È raro in Italia quel buon senso svizzero sul salario minimo

Alberto Mingardi: "Gli elettori percepirebbero un beneficio immediato mentre i costi sarebbero nascosti alla loro vista"

20 Maggio 2014

Il Foglio

Luciano Capone

Argomenti / Teoria e scienze sociali

Gli svizzeri hanno bocciato a larghissima maggioranza il referendum sull’imposizione del salario minimo più alto del mondo. La campagna popolare “Per la protezione di salari equi”, lanciata dall’Unione sindacale svizzera e sostenuta da socialisti e verdi, chiedeva l’introduzione in tutta la Confederazione di uno stipendio minimo di 22 franchi l’ora (circa 18 euro), pari a uno stipendio mensile di 4.000 franchi (oltre 3.200 euro). Le forze che si sono opposte al quesito referendario, in prima linea governo e imprenditori, sono state maggioritarie in tutti i 26 cantoni, per un totale di voti contrari superiore al 76 per cento. Alla proposta impulsiva dei sindacati di alzare gli stipendi per legge, gli elettori svizzeri hanno risposto con il buon senso, pesando anche i costi occulti di un provvedimento del genere, come l’aumento dell’inflazione e della disoccupazione, che attualmente in Svizzera è inferiore al 4 per cento (un terzo rispetto all’Eurozona). A pagarne le conseguenze sarebbero stati  proprio i giovani, le donne e i lavoratori poco qualificati, quelli per cui l’alternativa a uno stipendio relativamente basso non sarebbe stata uno stipendio più alto fissato per legge, ma la disoccupazione.

Il rifiuto di un salario minimo fissato per legge arriva peraltro pochi mesi dopo la bocciatura di un altro referendum, quello che lo scorso inverno chiedeva di fissare un tetto ai compensi dei manager entro un massimo di dodici volte lo stipendio più basso nella stessa azienda. Anche in quel caso la proposta aveva suscitato l’interesse dei media italiani e l’entusiasmo delle forze politiche di sinistra e del Movimento 5 stelle. E anche in quel caso gli svizzeri rigettarono l’intervento dello stato in economia preferendo una scelta razionale a una demagogica. Ma da dove deriva l’uso consapevole del voto da parte degli svizzeri? “Servirebbe un trattato di sociologia o antropologia dice al Foglio Mario Seminerio, economista e animatore di Phastidio.net, uno dei blog di divulgazione economica più seguiti. Gli svizzeri non scaricano responsabilità sull’esterno, sono concentrati su loro stessi e hanno un elevato grado di equilibrio e pragmatismo, una cultura della comunità che evidentemente è figlia della storia millenaria dei cantoni. L’assetto istituzionale è una formula magica dove tutti sono rappresentati nel governo del paese, in cui l’àssetto confederale e il ricorso ai referendum non hanno niente a che vedere con l’elogio caricaturale della democrazia diretta e del federalismo che fanno in Italia il M5s e la Lega”.

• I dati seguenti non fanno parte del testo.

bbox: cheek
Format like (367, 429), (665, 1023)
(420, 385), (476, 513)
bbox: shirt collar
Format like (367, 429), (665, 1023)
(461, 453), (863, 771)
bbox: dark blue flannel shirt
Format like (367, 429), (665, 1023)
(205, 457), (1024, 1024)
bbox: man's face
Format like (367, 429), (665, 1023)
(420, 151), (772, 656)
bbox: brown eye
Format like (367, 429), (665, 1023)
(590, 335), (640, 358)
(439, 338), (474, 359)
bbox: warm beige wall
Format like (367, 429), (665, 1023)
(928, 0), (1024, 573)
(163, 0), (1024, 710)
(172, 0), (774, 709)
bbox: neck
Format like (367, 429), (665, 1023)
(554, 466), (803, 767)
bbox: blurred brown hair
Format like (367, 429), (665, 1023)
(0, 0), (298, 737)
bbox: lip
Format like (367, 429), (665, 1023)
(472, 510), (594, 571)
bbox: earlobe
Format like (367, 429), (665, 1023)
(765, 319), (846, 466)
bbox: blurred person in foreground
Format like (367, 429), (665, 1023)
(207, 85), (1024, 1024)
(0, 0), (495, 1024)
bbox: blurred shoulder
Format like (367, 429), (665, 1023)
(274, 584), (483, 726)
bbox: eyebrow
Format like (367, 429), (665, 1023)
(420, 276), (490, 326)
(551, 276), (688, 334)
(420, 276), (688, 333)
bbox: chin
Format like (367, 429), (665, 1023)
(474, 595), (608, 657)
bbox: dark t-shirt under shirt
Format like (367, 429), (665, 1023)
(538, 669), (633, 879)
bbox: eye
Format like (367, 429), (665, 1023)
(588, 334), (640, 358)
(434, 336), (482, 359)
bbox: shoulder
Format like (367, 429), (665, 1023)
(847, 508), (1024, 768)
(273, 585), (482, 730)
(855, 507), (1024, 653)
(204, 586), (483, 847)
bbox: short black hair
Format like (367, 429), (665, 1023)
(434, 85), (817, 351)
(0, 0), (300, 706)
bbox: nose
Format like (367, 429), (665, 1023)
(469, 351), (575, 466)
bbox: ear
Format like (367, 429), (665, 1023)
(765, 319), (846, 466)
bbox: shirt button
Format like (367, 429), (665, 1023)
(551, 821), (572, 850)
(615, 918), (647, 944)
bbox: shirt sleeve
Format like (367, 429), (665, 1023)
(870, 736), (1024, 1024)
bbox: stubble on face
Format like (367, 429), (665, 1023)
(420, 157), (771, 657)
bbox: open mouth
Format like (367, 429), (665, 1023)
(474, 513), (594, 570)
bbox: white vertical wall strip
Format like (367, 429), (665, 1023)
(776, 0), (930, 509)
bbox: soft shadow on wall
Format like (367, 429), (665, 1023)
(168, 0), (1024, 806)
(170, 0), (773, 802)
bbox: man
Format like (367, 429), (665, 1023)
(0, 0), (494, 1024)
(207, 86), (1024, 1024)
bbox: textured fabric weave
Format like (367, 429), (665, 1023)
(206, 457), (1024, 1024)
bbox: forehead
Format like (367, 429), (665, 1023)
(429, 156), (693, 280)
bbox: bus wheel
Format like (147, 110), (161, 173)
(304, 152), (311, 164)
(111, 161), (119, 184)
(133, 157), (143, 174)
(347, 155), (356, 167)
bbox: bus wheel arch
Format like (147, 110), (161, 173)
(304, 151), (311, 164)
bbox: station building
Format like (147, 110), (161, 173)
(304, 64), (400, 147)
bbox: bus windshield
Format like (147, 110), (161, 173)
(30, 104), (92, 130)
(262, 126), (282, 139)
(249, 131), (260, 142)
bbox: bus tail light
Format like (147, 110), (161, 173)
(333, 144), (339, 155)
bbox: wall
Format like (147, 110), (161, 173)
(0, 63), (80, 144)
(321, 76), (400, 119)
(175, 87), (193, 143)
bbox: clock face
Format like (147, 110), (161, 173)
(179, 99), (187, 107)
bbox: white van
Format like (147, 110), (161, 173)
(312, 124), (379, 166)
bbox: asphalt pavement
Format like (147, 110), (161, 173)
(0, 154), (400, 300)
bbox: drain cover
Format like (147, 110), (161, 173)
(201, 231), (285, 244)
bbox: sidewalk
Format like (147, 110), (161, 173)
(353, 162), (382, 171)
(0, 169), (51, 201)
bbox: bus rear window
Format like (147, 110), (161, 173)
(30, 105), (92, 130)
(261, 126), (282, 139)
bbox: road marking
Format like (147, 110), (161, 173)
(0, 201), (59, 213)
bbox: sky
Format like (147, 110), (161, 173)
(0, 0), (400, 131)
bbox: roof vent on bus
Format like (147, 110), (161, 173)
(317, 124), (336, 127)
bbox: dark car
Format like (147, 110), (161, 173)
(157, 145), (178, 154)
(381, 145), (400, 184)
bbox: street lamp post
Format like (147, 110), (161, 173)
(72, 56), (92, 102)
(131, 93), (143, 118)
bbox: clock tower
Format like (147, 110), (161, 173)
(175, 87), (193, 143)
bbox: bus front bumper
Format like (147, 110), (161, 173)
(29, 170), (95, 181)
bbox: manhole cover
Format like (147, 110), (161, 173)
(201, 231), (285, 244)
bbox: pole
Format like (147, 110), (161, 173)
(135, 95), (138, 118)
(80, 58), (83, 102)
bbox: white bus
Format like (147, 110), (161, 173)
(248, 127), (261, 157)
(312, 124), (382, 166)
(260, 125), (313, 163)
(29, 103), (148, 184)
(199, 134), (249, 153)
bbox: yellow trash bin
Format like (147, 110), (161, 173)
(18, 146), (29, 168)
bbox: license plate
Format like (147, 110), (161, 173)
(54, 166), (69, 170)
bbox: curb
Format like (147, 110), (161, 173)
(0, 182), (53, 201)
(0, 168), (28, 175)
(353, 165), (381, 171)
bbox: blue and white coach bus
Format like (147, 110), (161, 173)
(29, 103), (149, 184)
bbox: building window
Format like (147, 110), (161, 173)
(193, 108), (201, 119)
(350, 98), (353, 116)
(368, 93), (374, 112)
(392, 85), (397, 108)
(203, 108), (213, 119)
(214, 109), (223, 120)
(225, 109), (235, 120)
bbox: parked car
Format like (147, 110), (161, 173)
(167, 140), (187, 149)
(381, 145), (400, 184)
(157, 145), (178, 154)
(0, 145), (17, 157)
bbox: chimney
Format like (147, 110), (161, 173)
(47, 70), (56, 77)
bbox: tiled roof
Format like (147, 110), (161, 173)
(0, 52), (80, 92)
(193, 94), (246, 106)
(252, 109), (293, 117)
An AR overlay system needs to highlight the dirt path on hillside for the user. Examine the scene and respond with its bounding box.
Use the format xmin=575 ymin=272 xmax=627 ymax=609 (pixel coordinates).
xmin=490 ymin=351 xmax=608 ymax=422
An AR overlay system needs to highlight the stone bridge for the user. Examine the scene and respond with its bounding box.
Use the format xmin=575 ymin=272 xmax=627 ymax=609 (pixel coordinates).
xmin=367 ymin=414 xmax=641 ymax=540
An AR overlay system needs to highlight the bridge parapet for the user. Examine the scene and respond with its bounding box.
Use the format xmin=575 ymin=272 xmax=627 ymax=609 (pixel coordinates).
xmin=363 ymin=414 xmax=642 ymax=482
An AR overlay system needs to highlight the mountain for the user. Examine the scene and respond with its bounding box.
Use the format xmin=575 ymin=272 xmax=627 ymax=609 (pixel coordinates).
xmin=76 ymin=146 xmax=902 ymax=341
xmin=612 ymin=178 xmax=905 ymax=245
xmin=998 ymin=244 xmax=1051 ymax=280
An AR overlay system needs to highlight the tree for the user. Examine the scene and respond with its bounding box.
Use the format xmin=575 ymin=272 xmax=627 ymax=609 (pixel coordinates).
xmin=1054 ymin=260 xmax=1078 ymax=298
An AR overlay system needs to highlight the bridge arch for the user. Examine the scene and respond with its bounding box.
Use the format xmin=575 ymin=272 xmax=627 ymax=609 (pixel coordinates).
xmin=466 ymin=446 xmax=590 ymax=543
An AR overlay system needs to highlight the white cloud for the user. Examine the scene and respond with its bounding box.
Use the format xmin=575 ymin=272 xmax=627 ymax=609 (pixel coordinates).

Gli svizzeri si rifanno realmente al motto einaudiano “conoscere per deliberare”: “Il salario minimo sarebbe stato anche un freno all’immigrazione, ma nella popolazione hanno prevalso considerazioni di efficienza economica nella consapevolezza di come funzionano le dinamiche economiche globali”. Un approccio del tutto assente nel dibattito italiano, dominato dalle tossine del populismo penetrate in gran parte dell’informazione e dei partiti. Cosa succederebbe se una proposta del genere dovesse essere votata in Italia? “Temo che si svilupperebbe un dibattito molto diverso – dice al Foglio Alberto Mingardi, direttore generale dell’Istituto Bruno Leoni – E’ il problema di cui parlava Frédéric Bastiat, quel che si vede e quel che non si vede: gli elettori percepirebbero un beneficio immediato mentre i costi sarebbero nascosti alla loro vista”. Al contrario dì quanto si è portati a pensare, proprio il ricorso ai referendum e alla democrazia diretta può diventare una palestra per imparare a valutare anche le conseguenze non intenzionalì: ”Gli svizzeri votano tanto, e votano tanto su questioni di rilevanza veramente locale dice Mingardi. Insomma, giocando s’impara: il frequente ricorso allo strumento referendario abitua i cittadini elvetici a informarsi sulle questioni all’ordine del giorno e a ragionare nel merito più che per appartenenza politica”.